Hydroxychloroquine is a decades-old antimalarial medication that also has anti-inflammatory and antiviral properties. It garnered widespread attention in early 2020 as a potential treatment option for COVID-19 based on in-vitro studies and anecdotal reports. However, hydroxychloroquine has since been found to provide little to no benefit in clinical trials for hospitalized patients and to increase risks of cardiac side effects. In June 2020, the FDA revoked its Emergency Use Authorization for hydroxychloroquine to treat COVID-19 outside clinical trials due to lack of efficacy and safety concerns. Further research is still examining if it may have any benefits when combined with azithromycin or given earlier in the course of illness. But hydroxychloroquine is no longer widely recommended as a first-line treatment outside of clinical trials.

 

Azithromycin

Azithromycin is a macrolide antibiotic commonly used to treat respiratory infections like pneumonia. Due to favorable in-vitro activity against SARS-CoV-2 and preliminary reports of improved outcomes when combined with hydroxychloroquine, azithromycin is being studied alongside other medications for potential COVID-19 treatment benefits. However, clinical trial evidence remains inconclusive. No benefits were seen when added to standard care for hospitalized patients. Some small observational studies found reduced mortality rates in combination with hydroxychloroquine but did not prove causation. Further research is still evaluating azithromycin's potential role, alone or in combination, for treating milder coronavirus cases before hospitalization is required. At this time, its use remains unsupported outside of clinical trials.

 

Additional Drug Candidates

Scientists continue working to develop new treatment strategies for COVID-19. Several other medications are under investigation including favipiravir, ivermectin, lopinavir/ritonavir, and recombinant immunoglobulins. Favipiravir is an antiviral that has shown promise in clinical trials from Japan and is approved for COVID-19 treatment in some countries.
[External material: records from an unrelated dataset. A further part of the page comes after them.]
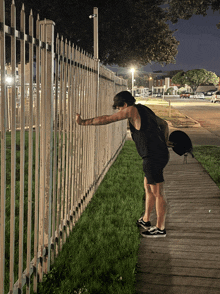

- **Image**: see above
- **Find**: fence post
[0,0,6,293]
[39,20,55,280]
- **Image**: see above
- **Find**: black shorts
[143,154,169,185]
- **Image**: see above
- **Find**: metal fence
[0,0,127,293]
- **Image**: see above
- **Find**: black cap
[169,131,194,157]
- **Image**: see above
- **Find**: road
[165,96,220,137]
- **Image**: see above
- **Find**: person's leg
[143,177,155,222]
[150,183,166,230]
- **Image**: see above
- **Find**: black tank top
[129,104,169,160]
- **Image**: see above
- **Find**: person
[76,91,170,238]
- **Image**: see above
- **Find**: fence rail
[0,0,127,293]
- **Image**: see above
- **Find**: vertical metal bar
[93,7,99,59]
[9,1,16,293]
[0,0,6,294]
[74,48,81,221]
[51,36,60,263]
[60,35,66,250]
[18,4,25,291]
[44,20,55,273]
[64,40,70,243]
[70,45,76,231]
[67,42,72,237]
[71,47,78,223]
[26,10,34,293]
[33,15,40,292]
[56,35,63,256]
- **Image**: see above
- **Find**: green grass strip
[193,146,220,188]
[36,141,144,294]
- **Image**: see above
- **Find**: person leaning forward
[76,91,170,238]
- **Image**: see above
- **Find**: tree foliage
[165,0,220,28]
[3,0,179,66]
[172,69,219,92]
Ivermectin is an antiparasitic being studied for potential antiviral and anti-inflammatory effects. Lopinavir/ritonavir is an HIV drug that did not prove effective for hospitalized COVID-19 patients in large trials but may merit further study at different doses or stages of disease. Recombinant immunoglobulin research aims to mimic natural antibody protection. While no proven “silver bullet” therapies have yet emerged, continued clinical investigation offers hope that improved coronavirus treatment options can be identified.

 

In summary, remdesivir, dexamethasone, convalescent plasma therapy and monoclonal antibody treatments currently show the most promise based on preliminary evidence. However, ongoing research is still needed before recommendations can be made for their widespread use beyond emergency situations. The search continues globally for simple, affordable, and easily accessible treatment strategies that can reduce COVID-19 severity and mortality. Only through well-designed clinical trials will the effectiveness and safety of treatment candidates become adequately established. Continued research efforts over the coming years will help further develop the antiviral armament for combating not only the current pandemic but also future coronavirus outbreaks.